Primary LanguagePython

Linguistic Query-Guided Mask Generation for Referring Image Segmentation

This is the official repository for the paper: "Linguistic Query-Guided Mask Generation for Referring Image Segmentation". Pipeline Image

Updates

  • 2023/05/26: Code is available.

Installation

  1. Clone the repository

    git clone https://github.com/ZhichaoWei/LGFormer.git
  2. Navigate to the project directory

    cd LGFormer
  3. Install the dependencies

    conda env create -f environment.yaml
    conda activate lgformer

    Hint: You can also download the pre-build docker image instead of using conda packages:

    docker load < lgformer_pre_build.tar
    docker run -it --gpus all --name lgformer_inst --shm-size 16G lgformer_pre_build:v0.1 /bin/bash
  4. Compile CUDA operators for deformable attention

    cd lib/ops
    sh make.sh
    cd ../..

Datasets Preparation

See LAVT for reference. The datasets should be organized as follows:

datasets/
    images/
        ...
        mscoco/
        saiapr_tc-12/
    refcoco/
        instances.json
        'refs(google).p'
        'refs(unc).p'
    refcoco+/
        instances.json
        'refs(unc).p'
    refcocog/
        instances.json
        'refs(google).p'
        'refs(umd).p'
    refclef/
        instances.json
        'refs(berkeley).p'
        'refs(unc).p'

Pre-trained Backbone Weights Preparation

  1. Create the directory where the pre-trained backbone weights will be saved:

    mkdir ./pretrained_weights
  2. Download pre-trained weights of the Swin transformer and put it in ./pretrained_weights.
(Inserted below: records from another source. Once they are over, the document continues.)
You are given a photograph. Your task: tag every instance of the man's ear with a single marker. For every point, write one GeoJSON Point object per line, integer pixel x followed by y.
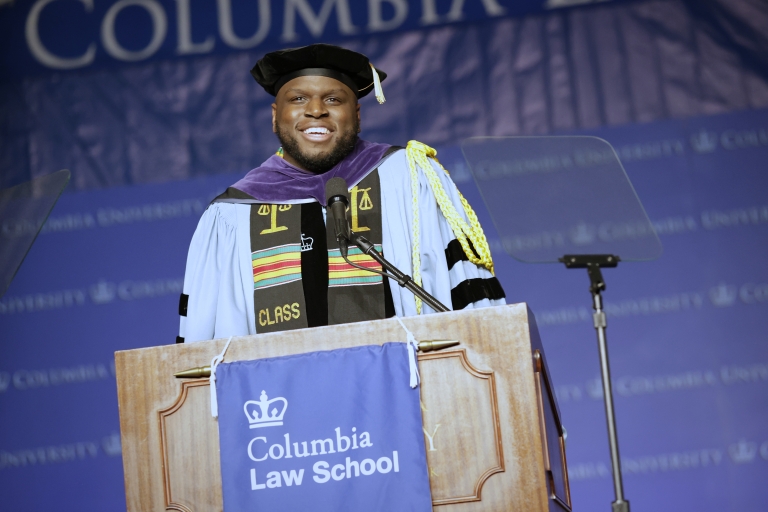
{"type": "Point", "coordinates": [358, 118]}
{"type": "Point", "coordinates": [274, 117]}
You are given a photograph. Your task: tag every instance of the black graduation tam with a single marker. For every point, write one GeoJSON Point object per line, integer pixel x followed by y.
{"type": "Point", "coordinates": [352, 69]}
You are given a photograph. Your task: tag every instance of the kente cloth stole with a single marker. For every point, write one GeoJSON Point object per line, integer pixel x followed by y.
{"type": "Point", "coordinates": [277, 243]}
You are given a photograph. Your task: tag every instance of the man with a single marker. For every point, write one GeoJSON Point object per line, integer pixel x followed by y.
{"type": "Point", "coordinates": [263, 257]}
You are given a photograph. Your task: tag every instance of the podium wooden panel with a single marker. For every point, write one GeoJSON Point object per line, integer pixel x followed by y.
{"type": "Point", "coordinates": [491, 425]}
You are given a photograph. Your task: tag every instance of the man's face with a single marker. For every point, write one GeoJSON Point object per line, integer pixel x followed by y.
{"type": "Point", "coordinates": [317, 120]}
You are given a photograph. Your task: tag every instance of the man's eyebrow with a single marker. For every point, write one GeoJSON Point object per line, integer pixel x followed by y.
{"type": "Point", "coordinates": [296, 90]}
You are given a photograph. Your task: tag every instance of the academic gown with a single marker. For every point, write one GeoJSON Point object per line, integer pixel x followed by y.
{"type": "Point", "coordinates": [219, 285]}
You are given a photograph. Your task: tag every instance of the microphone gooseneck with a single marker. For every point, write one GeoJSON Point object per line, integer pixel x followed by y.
{"type": "Point", "coordinates": [336, 199]}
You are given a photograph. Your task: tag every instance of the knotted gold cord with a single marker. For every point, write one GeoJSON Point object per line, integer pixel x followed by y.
{"type": "Point", "coordinates": [417, 155]}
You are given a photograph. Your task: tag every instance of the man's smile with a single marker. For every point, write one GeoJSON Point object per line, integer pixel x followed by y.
{"type": "Point", "coordinates": [316, 133]}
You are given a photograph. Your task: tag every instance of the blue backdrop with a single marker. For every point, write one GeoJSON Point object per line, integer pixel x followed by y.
{"type": "Point", "coordinates": [679, 89]}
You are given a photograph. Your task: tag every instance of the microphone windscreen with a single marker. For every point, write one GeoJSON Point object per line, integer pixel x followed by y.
{"type": "Point", "coordinates": [336, 187]}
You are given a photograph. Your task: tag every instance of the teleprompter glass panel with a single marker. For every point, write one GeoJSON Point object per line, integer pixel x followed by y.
{"type": "Point", "coordinates": [23, 211]}
{"type": "Point", "coordinates": [552, 196]}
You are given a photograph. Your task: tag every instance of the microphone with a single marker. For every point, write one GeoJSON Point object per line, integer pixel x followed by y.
{"type": "Point", "coordinates": [336, 200]}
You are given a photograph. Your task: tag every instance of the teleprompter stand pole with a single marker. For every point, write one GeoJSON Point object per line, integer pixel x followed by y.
{"type": "Point", "coordinates": [593, 263]}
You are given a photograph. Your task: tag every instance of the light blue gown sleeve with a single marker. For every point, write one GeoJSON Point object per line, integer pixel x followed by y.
{"type": "Point", "coordinates": [434, 236]}
{"type": "Point", "coordinates": [218, 280]}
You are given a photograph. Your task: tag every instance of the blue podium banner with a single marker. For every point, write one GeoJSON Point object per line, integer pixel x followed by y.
{"type": "Point", "coordinates": [324, 431]}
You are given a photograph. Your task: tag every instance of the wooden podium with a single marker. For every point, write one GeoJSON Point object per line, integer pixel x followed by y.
{"type": "Point", "coordinates": [491, 423]}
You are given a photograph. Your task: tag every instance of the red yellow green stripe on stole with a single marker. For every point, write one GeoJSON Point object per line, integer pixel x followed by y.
{"type": "Point", "coordinates": [341, 273]}
{"type": "Point", "coordinates": [275, 266]}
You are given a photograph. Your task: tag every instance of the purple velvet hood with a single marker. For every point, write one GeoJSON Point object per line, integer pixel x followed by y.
{"type": "Point", "coordinates": [277, 181]}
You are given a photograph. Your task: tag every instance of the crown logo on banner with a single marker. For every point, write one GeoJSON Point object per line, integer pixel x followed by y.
{"type": "Point", "coordinates": [259, 415]}
{"type": "Point", "coordinates": [704, 141]}
{"type": "Point", "coordinates": [723, 295]}
{"type": "Point", "coordinates": [743, 452]}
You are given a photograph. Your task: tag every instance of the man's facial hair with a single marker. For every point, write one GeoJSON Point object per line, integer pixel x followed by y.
{"type": "Point", "coordinates": [322, 162]}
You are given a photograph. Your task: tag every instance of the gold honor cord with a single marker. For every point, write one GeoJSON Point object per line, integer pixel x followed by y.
{"type": "Point", "coordinates": [417, 155]}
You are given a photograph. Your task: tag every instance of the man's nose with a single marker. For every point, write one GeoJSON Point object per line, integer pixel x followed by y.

    Swin tiny Swin small Swin base Swin large
    weights weights weights weights

Usage

  • Pretrained weights

    ReferIt RefCOCO RefCOCO+ RefCOCOg
    weights weights weights weights
  • Evaluation

    Evaluate our pre-trained model on a specified split of a specified dataset (for example, evaluate on testA set of RefCOCO+):

    # 1. download our pretrained weights on RefCOCO+ and put it at `checkpoints/model_refcoco+.pth`.
    # 2. set the argument `--split` in `scripts/test_scripts/test_refcoco+.sh` to `val`.
    # 3. evaluation
      sh scripts/test_scripts/test_refcoco+.sh
  • Training

    Train the model on a specified dataset (for example, train on RefCOCOg):

    sh scripts/train_scripts/train_refcocog.sh
  • Demo Inference

    One can inference the pre-trained model on any image-text pair by running the script inference.py.

Citing LGFormer

If you find our work useful in your research, please cite it:

@misc{wei2023linguistic,
    title={Linguistic Query-Guided Mask Generation for Referring Image Segmentation}, 
    author={Zhichao Wei and Xiaohao Chen and Mingqiang Chen and Siyu Zhu},
    year={2023},
    eprint={2301.06429},
    archivePrefix={arXiv},
}

Acknowledgement

Code is largely based on LAVT, Mask2Former and Deformable DETR.

Thanks for all these wonderful open-source projects!